Principal Investigator: Professor Niels Peek
This programme of work will focus on methodology for complex data and learning individual-level risk prediction models, and a substantive application.
Advancing methodology for predictive healthcare
Health data, for example from electronic health records (EHRs) or other sources such as wearables or Internet, are subject to complex data generation processes, which are not addressed with existing methods for risk prediction. We will focus on three key issues as described below.
We will develop approaches that exploit the fact that data from complementary sources (e.g. data collected through EHRs and data collected through a wearable device) are subject to different and perhaps complementary biases. Thus, we can exploit these different ‘windows’ on the underlying health of the population.
We will build more advanced models that allow ‘what-if’ prediction modelling using messy observational data. This will also allow consideration of dynamic treatment allocation. For example, the mean duration of adherence to preventive therapy with statins is 18 months, but this might vary with disease stage, symptoms and perceived risk of adverse outcomes. As such, there are opportunities for potential outcome CPMs to inform optimal timing of treatment initiation so that patients are most likely to adhere during the time in which they will receive maximum benefit.
Research is currently ongoing at University of Manchester to measure generalisability of risk prediction models across multiple heterogeneous clinical sites. Initial results have found substantial variability in the predictive performance of QRISK between different clinical sites. The objective will be to develop and implement the methods that adjust for this heterogeneity in risk prediction models.
Case study: risk prediction models for the prevention and early intervention in Alzheimer’s disease (AD), other dementias and the identification of high risk group.
The key objectives of are:
- Producing a risk prediction model for AD based on lifestyle (e.g. exercise, diet) and genetic factors (combined SNP panels which help to define genetic predisposition). This will build on the models for informative presence discussed previously.

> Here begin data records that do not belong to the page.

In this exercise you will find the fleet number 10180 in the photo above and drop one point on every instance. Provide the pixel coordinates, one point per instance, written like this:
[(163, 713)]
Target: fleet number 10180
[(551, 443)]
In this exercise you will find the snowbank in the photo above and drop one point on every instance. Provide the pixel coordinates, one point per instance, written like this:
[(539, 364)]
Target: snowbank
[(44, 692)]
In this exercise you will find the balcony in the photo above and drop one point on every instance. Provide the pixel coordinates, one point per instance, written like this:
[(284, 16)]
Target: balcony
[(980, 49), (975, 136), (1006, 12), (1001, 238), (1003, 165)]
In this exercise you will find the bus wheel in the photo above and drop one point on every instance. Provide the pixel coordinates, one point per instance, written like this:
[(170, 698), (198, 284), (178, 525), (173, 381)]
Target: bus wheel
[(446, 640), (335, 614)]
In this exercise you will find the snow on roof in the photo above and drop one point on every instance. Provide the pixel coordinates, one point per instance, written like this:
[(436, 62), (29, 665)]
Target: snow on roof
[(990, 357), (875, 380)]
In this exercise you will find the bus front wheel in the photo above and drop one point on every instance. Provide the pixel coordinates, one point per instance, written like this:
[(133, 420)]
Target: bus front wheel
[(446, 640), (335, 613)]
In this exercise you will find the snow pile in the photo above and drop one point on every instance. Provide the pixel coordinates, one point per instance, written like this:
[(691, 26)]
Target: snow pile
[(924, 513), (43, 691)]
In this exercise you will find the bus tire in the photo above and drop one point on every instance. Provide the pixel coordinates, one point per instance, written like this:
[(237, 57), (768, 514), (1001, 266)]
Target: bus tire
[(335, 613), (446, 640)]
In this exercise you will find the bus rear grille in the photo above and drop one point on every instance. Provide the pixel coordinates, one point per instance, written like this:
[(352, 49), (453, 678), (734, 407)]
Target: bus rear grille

- Utilising counterfactual approaches to identify causal and modifiable factors that can refine the model and the specific interventions required, further exploiting Mendelian randomisation to infer causal structure.
- Utilisation of machine learning and AI approaches to identify pre-diagnostic and pre-disease changes in the radiological image data.
To develop the model we have approved access to the UK Biobank dataset in which around 15,000 people have dementia. To validate our models, we will have access to data through Manchester based longitudinal studies of ageing and other studies held in the Dementia Platform UK (DPUK). We will establish links with the Turing ‘data science for mental health’ special interest group.